Ich wollte, dass die Geschichte auch weiterhin in Europa spielt. Es hätte einfach keinen Sinn ergeben, von Anne Frank zu Afrika zu springen und dortige Kriegsszenen zu zeigen. Wir brauchten schon eine Verbindung zu Anne. Außerdem war das Thema Einwanderung 2015 und 2016, als ich an dem Buch saß, allgegenwärtig. Ich konnte Kitty nicht durch Amsterdam laufen lassen und dabei ignorieren, was zu der Zeit los war. Natürlich kannst du Einwanderung und den Holocaust nicht gleichsetzen. Die 1,5 Millionen Kinder, die damals gestorben sind, hatten nicht die Chance, überhaupt ins Ausland zu fliehen und dort Hilfe zu suchen. Überhaupt kannst du verschiedene Genozide nicht miteinander vergleichen. Wie willst du die Ermordung der Juden beispielsweise mit dem vergleichen, was im Kongo geschehen ist zur Zeit des belgischen Königs Leopold II.?

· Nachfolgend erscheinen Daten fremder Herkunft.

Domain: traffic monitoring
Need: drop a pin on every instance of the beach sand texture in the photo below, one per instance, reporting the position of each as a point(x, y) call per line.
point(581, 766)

Eine ganz andere Frage: Warum habt ihr Wo ist Anne Frank als Animationsfilm umgesetzt?
Ich denke, dass Animationsfilme ganz allgemein dabei helfen können, Ereignisse erträglicher zu machen, weil du eine Art Filter darüber legst.
Und wie schwierig war es, dafür dann die richtigen Bilder zu finden?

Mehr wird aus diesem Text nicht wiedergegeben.